B. Model development: OOB vs Cross Validation

  • Split the dataset into \(80\%-20\%\) training-testing data using random_state = 42.

  • Build a random forest model and fine-tune its hyperparameters using MSE criterion based on two different approaches:

    • Out-Of-Bag Errors (see model.oob_score_)
    • Cross-validation method (you may use GridSearchCV from sklearn.model_selection).
  • Report the test RMSE and compare the two results.

  • Repeat the questions with ExtraTrees model from the same module. Compare the result to Random Forest.

# To do

C. Boosting: Feature Importances

  • Compute Mean Decrease Impurity (MDI) and Permutation Feature Importance (PFI) from the optimal random forest built in the previous question.

  • Build and fine-tune Adaboost model using AdaBoostRegressor from sklearn.ensemble.

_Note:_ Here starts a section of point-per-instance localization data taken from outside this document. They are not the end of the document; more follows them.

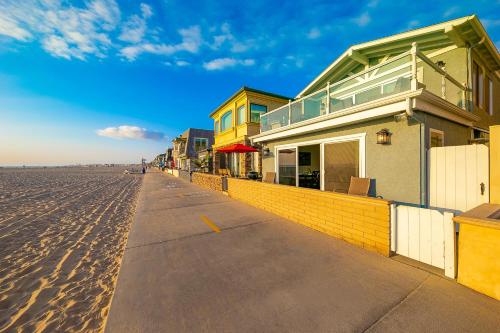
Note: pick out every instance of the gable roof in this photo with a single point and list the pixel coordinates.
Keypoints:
(248, 89)
(463, 31)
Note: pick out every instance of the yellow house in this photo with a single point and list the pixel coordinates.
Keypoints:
(235, 121)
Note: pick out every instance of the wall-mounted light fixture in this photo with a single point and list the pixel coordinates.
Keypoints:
(384, 137)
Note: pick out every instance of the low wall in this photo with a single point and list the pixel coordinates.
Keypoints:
(209, 181)
(186, 175)
(361, 221)
(478, 255)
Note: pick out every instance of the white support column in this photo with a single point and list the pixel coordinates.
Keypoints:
(450, 266)
(413, 52)
(328, 97)
(394, 226)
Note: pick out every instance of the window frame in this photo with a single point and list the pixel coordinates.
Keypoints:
(241, 120)
(202, 139)
(226, 114)
(490, 96)
(260, 112)
(435, 131)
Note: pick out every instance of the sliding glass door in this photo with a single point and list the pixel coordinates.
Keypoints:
(287, 166)
(340, 162)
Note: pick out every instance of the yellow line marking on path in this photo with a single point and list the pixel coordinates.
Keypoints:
(210, 223)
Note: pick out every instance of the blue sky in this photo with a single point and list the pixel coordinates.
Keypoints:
(109, 81)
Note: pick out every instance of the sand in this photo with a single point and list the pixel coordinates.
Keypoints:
(62, 236)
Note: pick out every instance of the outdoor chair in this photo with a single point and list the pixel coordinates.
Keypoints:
(359, 186)
(269, 177)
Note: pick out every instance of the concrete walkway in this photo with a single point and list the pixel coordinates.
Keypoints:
(262, 273)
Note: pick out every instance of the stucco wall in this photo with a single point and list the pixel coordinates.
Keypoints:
(454, 134)
(395, 168)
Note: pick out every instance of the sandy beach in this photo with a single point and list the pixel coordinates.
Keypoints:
(62, 236)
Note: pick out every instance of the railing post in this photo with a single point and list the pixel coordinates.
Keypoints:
(327, 97)
(289, 111)
(414, 49)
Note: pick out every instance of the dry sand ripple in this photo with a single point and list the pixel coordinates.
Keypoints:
(62, 236)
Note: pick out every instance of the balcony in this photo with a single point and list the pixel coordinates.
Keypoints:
(400, 74)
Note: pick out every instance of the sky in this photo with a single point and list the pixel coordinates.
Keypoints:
(105, 81)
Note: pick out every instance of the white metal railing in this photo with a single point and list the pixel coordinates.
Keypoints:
(399, 74)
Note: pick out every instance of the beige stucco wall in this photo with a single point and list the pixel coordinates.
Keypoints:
(454, 134)
(395, 167)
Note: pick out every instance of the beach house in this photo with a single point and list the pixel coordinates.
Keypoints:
(235, 121)
(377, 109)
(187, 146)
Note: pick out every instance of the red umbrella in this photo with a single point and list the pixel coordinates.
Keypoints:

Compute both feature importances for this model and report its test performace.

  • Build and fine-tune XGBoost from XGboost. Compute both feature importances for the model and report the test performance.

# To do

D. Consensual Aggregation and Stacking

  • Build consensual aggregators and stacking models then report their test performances.

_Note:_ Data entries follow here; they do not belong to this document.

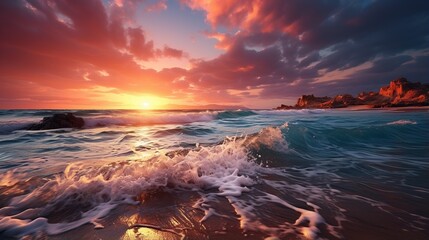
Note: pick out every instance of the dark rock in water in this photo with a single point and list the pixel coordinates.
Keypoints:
(58, 120)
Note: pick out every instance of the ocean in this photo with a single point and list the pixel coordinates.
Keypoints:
(244, 174)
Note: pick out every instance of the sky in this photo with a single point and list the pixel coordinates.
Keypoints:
(158, 54)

  • Compare to the previous models. Conclude.

# To do

E. Neural Network.

  • Design a neural network to predict the testing data and compute its RMSE.

  • Compre to the previous results and conclude.

2. Kaggle Stroke Dataset

Stroke, also known as a cerebrovascular accident (CVA), occurs when blood flow to a part of the brain is interrupted or reduced, depriving brain tissue of oxygen and nutrients. This dataset contains information such as age, gender, hypertension, heart disease, marital status, work type, residence type, average glucose level, and body mass index (BMI). The goal is to use this data to build predictive models that can help identify individuals at high risk of stroke, enabling early intervention and potentially saving lives. It is a very highly imbalanced dataset, you may face challenges in building a model. Random sampling and weighting methods may be considered. For more information, see: Kaggle Stroke Dataset.

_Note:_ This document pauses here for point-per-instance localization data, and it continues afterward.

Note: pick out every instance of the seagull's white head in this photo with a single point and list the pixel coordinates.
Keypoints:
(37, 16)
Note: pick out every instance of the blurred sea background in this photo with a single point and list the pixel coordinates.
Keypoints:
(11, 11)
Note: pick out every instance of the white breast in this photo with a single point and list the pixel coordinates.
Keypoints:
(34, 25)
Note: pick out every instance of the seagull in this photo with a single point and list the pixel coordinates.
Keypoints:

path = kagglehub.dataset_download("fedesoriano/stroke-prediction-dataset")

data = pd.read_csv(path + '/healthcare-dataset-stroke-data.csv')
data.head()
id gender age hypertension heart_disease ever_married work_type Residence_type avg_glucose_level bmi smoking_status stroke
0 9046 Male 67.0 0 1 Yes Private Urban 228.69 36.6 formerly smoked 1
1 51676 Female 61.0 0 0 Yes Self-employed Rural 202.21 NaN never smoked 1
2 31112 Male 80.0 0 1 Yes Private Rural 105.92 32.5 never smoked 1
3 60182 Female 49.0 0 0 Yes Private Urban 171.23 34.4 smokes 1
4 1665 Female 79.0 1 0 Yes Self-employed Rural 174.12 24.0 never smoked 1

References

\(^{\text{📚}}\) Bagging predictors, Breiman (1996).
\(^{\text{📚}}\) The strength of weak learnability, Robert E. Schapire (1990)..
\(^{\text{📚}}\) COBRA: A combined regression strategy, Beau et al. (2016).
\(^{\text{📚}}\) Gradient COBRA: A kernel-based consensual aggregation for regression, Has (2023).
\(^{\text{📚}}\) Aggregation using input–output trade-off, Fischer & Mougeot (2019).
\(^{\text{📚}}\) Super Learner, M. J. Van der Laan (2007).